SSH agent restriction

Author: Damien Miller <>
Last modified: 2022-01-10


OpenSSH 8.9 will include the ability to control how and where keys in ssh-agent may be used, both locally and when forwarded (subject to some limitations).


The OpenSSH SSH protocol implementation includes the ssh-agent authentication agent. This tool supports two overlapping uses: a safe runtime store for unwrapped private keys, removing the need to enter a passphrase for each use, and a way to forward access to private keys to remote hosts, without exposing the private keys themselves.

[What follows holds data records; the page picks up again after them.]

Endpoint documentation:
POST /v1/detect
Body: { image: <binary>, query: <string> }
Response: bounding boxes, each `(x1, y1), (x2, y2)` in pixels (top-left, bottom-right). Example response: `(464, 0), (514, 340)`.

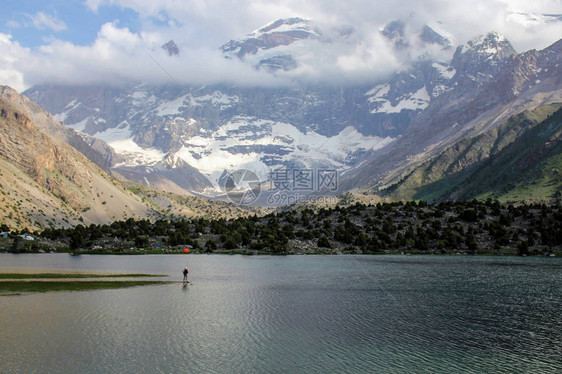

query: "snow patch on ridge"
(176, 117), (394, 188)
(95, 126), (165, 166)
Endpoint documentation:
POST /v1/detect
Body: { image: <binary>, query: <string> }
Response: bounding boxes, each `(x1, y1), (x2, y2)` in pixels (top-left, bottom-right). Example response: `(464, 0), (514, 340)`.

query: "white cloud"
(26, 12), (67, 31)
(0, 33), (29, 91)
(3, 0), (562, 87)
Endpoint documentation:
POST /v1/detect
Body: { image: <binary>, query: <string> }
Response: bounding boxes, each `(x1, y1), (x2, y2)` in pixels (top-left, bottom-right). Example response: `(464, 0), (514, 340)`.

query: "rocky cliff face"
(0, 87), (155, 228)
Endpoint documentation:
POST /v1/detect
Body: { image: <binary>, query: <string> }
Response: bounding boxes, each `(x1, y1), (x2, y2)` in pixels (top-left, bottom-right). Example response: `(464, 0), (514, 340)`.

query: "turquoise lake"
(0, 254), (562, 373)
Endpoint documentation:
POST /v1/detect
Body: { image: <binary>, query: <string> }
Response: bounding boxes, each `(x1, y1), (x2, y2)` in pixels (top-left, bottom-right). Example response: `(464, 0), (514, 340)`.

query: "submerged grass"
(0, 273), (165, 279)
(0, 280), (171, 296)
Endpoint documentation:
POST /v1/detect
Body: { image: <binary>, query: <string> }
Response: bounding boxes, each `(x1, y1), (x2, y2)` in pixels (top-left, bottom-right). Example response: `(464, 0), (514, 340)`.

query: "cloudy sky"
(0, 0), (562, 91)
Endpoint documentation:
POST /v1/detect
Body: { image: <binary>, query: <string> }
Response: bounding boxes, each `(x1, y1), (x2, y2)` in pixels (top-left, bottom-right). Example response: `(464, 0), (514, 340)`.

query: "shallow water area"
(0, 254), (562, 373)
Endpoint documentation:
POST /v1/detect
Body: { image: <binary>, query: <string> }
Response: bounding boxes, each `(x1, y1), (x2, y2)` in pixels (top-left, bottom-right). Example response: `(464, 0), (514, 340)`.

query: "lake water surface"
(0, 254), (562, 373)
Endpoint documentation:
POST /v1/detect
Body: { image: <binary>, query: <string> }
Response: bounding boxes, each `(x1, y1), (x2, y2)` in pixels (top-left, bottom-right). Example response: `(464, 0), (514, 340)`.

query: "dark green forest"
(2, 199), (562, 255)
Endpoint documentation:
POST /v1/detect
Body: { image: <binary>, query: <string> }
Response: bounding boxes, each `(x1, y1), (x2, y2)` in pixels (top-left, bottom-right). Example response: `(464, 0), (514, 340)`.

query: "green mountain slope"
(382, 104), (562, 202)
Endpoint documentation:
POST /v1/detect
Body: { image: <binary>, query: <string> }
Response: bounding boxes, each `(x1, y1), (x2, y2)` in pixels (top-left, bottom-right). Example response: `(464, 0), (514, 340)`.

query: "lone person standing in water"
(182, 266), (189, 284)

The agent is a deliberately simple program, since it holds private keys we consider it part of the TCB and so want to minimise its attack surface. It speaks a simple, client-initiated protocol with a small number of operations including adding or deleting keys, retrieving a list of public halves for loaded keys and, critically, making a signature using a private key. Most interactions with the agent are through the ssh-add tool for adding, deleting and listing keys and ssh, which can use keys held in an agent for user authentication, but other tools can also be used if they speak the protocol.

As mentioned above, access to the agent can be forwarded to a remote host. Typically this happens by a SSH client and server arranging to allow remote programs to establish a connection to a local agent and exchange messages over that connection. A forwarded agent appears effectively identical to a local one, as (until now) the protocol offered no way to distinguish between them.

Unfortunately, because the agent holds sensitive keys, it is a desirable and frequently-exploited target for attackers. A typical scenario begins with a user forwarding their agent to a host that is controlled by an attacker. Once this occurs, the attacker has full use of the keys held in the agent and they will typically use them to authenticate a SSH connection to a host they'd like to access.

While it is generally better for users to avoid the use of a forwarded agent altogether (e.g. using the ProxyJump directive), the agent protocol itself has offered little defence against this sort of attack. It is possible to make keys auto-expire after a time period or mark a key as requiring confirmation (via a popup window) for each use, but these are seldom used and confirmation is somewhat easy to phish, e.g. if an attacker knows when a user is likely to be making SSH connections - unfortunately the confirmation popups can offer no information on the destination host being authenticated to or the forwarding path the request arrived over. FIDO keys that require user-presence confirmation offer a little more defence, but are also similarly phishable.

What would be better?

Thinking about what would be a better set of controls lets us identify some possible requirements for a safer agent protocol.

An easy win for improving the security of the agent would be to provide better separation between the two use-cases mentioned above. Adding a key to an agent for local use should not necessarily make it available on a forwarded agent. This would let users store keys in the agent with less worry that they might be used on a malicious host. So the first requirement is being able to add keys to an agent for local (i.e. not forwarded) use only.

Conversely, forwarded agents are useful too, but not all remote hosts are equally trustworthy and users often connect to hosts in entirely different trust domains (e.g. a user at a laptop connecting to testing, production or personal environments). A good solution would allow forwarding varying subsets of keys to different remote hosts.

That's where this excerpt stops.